There is some overhead involved in calling the copy constructor every time an object is passed by value to a function. However, you can duplicate the effect of passing the parameter by value, while avoiding the expense of the constructor call, by passing a reference to a constant object. For example:
void consume( const String &parm )
{
// Use the parm object
}
void main()
{
String myString( "here's my string" );
consume( myString );
}
The copy constructor is not called when a parameter is passed this way, because a new object is not being constructed. Instead, a reference is initialized with the object being passed. The compiler performs the equivalent of the following:
// Hypothetical initialization of reference parameter
const String &parm = myString; // Initialize reference
As a result, the function uses the same object as the caller.

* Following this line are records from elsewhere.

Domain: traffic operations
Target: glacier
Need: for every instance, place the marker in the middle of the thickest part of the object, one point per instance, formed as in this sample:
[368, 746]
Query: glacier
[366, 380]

Notice that the const keyword is used. Because a reference to a constant is passed, the function cannot modify the parameter, so the caller is guaranteed that the object remains safe. Only const member functions (that is, read-only member functions) can be invoked on the object.
Note that the copy constructor itself takes a reference to an object, rather than an object, as its parameter. If the copy constructor took an object itself as a parameter, it would have to call itself in order to initialize the parameter. This would cause an infinite recursion.

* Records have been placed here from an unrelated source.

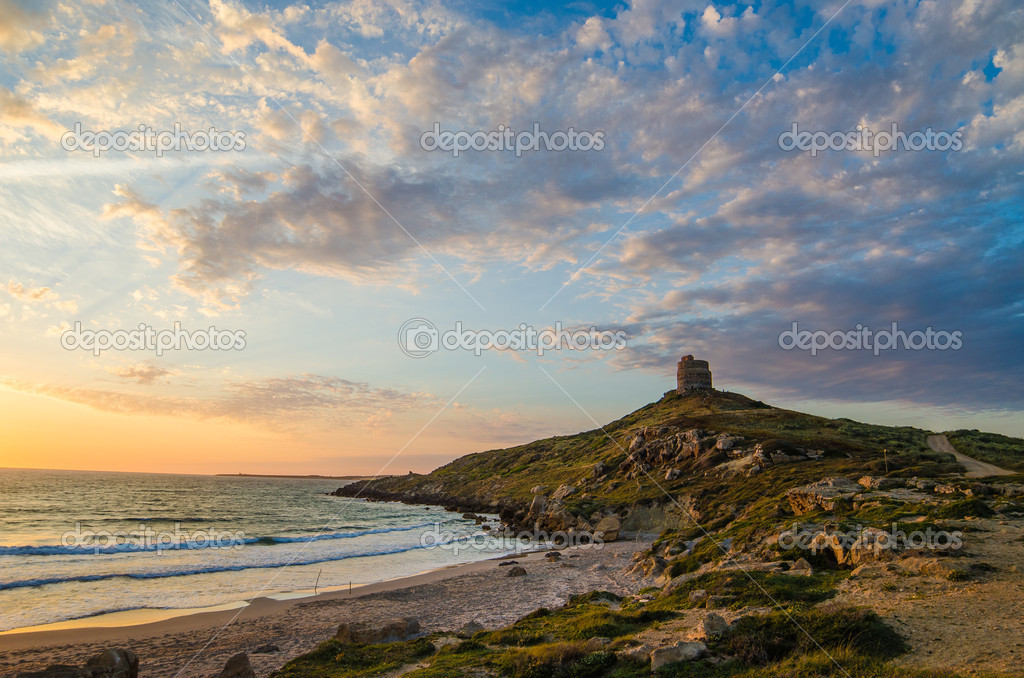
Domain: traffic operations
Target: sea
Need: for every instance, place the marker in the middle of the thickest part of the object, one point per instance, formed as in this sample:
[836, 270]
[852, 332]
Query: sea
[81, 548]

Returning a reference from a function can also be more efficient than returning an object. Recall the example of the operator= function:
String &String::operator=( const String &other )
{
//...
return *this;
}
void main()
{
String myString( "here's my string" );
String yourString, herString;
herString = yourString = myString;
}
The copy constructor is not called when the function returns, because a temporary object is not being created: only a temporary reference is created. When the herString object receives the value of the yourString = myString assignment statement, the compiler performs the equivalent of the following:
// Hypothetical initialization of reference return value
String &tempRef = yourString; // Initialize reference
// NOTE: yourString == *this
herString = tempRef; // Assignment of temp reference
// Equivalent to herString = yourString
However, you must use caution when returning a reference to objects or variables other than *this. The rules for returning references are similar to those for returning pointers. You cannot return a pointer to an automatic variable. For example:
// BAD TECHNIQUE: returning pointer to automatic variable
int *emitPtr()
{
int i;
return &i;
}
The integer i is an automatic variable, so it goes out of scope at the end of the function. That means the function returns a pointer to an integer which no longer exists. It is unsafe for the calling program to use such a pointer.
The same restriction applies to references:
// BAD TECHNIQUE: returning reference to automatic variable
int &emitRef()
{
int i;
return i;
}
It is safe, however, to return a reference or a pointer to a variable that has been dynamically allocated. Dynamically allocated objects remain in existence until they are deallocated, so references and pointers to them remain valid even after the function has exited. You can also safely return references or pointers to static or global variables.